Caveman: Cut Claude API Token Usage by 75%

The tagline says it all: “Why use so many token when few do trick?”

Caveman is a Claude Code skill plugin from JuliusBrussee that claims to cut roughly 75% of Claude’s output tokens without losing technical accuracy, and it’s sitting at 31.6k GitHub stars right now. That’s not a typo. For a prompt-engineering utility that does exactly one job, that number is genuinely hard to argue with.

Here’s the short version of what it does: you install it in one line, you pick a grunt level, and your AI coding assistant starts talking like a cavewoman who learned to code. Fewer tokens out means less API spend and faster responses. If you’re burning through Claude API credits on verbose explanations nobody asked for, Caveman is aimed at you.

The plugin slots into Claude Code, Cursor, Windsurf, Copilot, and a handful of other tools. One-line install. That’s the pitch.

Grunts on a Spectrum

The “four grunt levels” thing is where Caveman gets interesting as a design choice. Most token-reduction tools are binary: you either apply some compression or you don’t. Caveman gives you a dial. According to the repo, the grunt levels range from slightly terse to something approaching full caveman-mode, where the AI is basically stripping prose down to the functional minimum.

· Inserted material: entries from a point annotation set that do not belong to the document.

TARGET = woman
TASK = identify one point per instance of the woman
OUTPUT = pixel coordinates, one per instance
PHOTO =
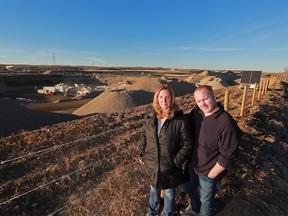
(167, 144)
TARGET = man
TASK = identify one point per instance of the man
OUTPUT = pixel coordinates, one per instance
(217, 138)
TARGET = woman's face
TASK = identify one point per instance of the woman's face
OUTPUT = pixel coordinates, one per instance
(164, 99)
(205, 101)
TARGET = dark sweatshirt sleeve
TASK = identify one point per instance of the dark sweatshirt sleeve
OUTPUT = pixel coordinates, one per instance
(229, 144)
(143, 141)
(186, 143)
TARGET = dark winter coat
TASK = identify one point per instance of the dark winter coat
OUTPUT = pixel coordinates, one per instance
(165, 156)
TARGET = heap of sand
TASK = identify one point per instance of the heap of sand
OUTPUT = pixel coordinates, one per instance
(148, 84)
(214, 82)
(139, 93)
(115, 101)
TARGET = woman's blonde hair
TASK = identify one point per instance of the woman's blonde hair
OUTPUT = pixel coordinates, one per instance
(156, 106)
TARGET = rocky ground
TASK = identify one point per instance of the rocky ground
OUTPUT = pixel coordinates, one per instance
(90, 166)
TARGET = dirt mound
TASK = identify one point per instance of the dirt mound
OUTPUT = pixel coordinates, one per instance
(15, 117)
(115, 101)
(216, 83)
(148, 84)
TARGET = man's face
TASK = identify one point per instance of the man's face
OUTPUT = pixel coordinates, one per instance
(164, 99)
(205, 101)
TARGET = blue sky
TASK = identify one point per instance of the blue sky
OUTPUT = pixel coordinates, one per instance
(199, 34)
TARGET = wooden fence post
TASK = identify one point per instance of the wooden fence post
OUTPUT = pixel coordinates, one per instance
(226, 100)
(259, 90)
(267, 85)
(243, 100)
(254, 93)
(263, 87)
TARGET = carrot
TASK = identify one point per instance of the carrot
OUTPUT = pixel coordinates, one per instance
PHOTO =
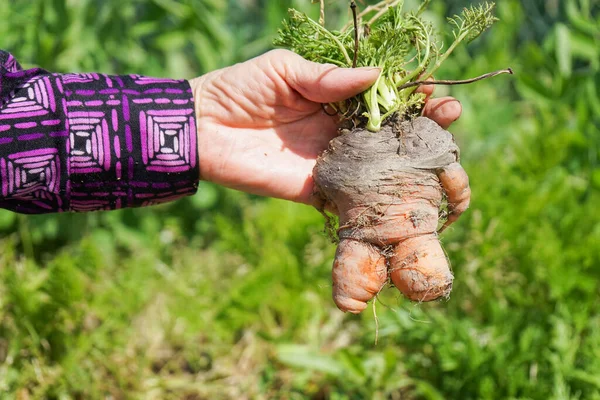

This matters more than it sounds. There are workflows where you want a complete explanation with context, and there are workflows where you just want the function signature and the error fixed. The fact that Caveman doesn’t force you to choose one mode permanently is a real usability decision, not a gimmick.

It also ships with terse commit generation and one-line PR reviews built in. Commit messages are one of those things that AI assistants tend to absolutely over-engineer, producing three-paragraph summaries for a two-line fix. Trimming that down is a legitimate quality-of-life improvement for anyone doing code review at speed.

Input compression is also in the feature set, which means it’s not just squashing output. It’s compressing what goes in too. That’s a broader token-efficiency story than just “make the AI shut up faster.”

The Actual Technical Argument

Let me be specific about why 75% token reduction is worth taking seriously as a claim.

Large language model APIs like Claude charge by token, both input and output. For developers using AI-assisted coding in any serious volume, output tokens from a verbose assistant can add up fast, especially when the model insists on explaining its reasoning in complete paragraphs before giving you the three lines of code you actually needed. If Caveman’s number holds, you’re looking at potentially cutting a meaningful chunk of API costs for teams that run these tools heavily.

The repo has 1.5k forks and 140 commits as of today, April 15, 2026. That’s a project with real contributor activity, not a demo someone posted and forgot. The fact that it’s a SKILL.md-based implementation means the mechanism is a structured prompt system that the LLM treats as behavioral instructions, not a wrapper that intercepts and rewrites API calls. It’s elegant in a weird, low-tech way. You’re not patching anything. You’re just handing the model a personality spec.

The most recent commit, which synced SKILL.md copies and auto-activation rules, shows the project is still actively maintained. That’s a good sign.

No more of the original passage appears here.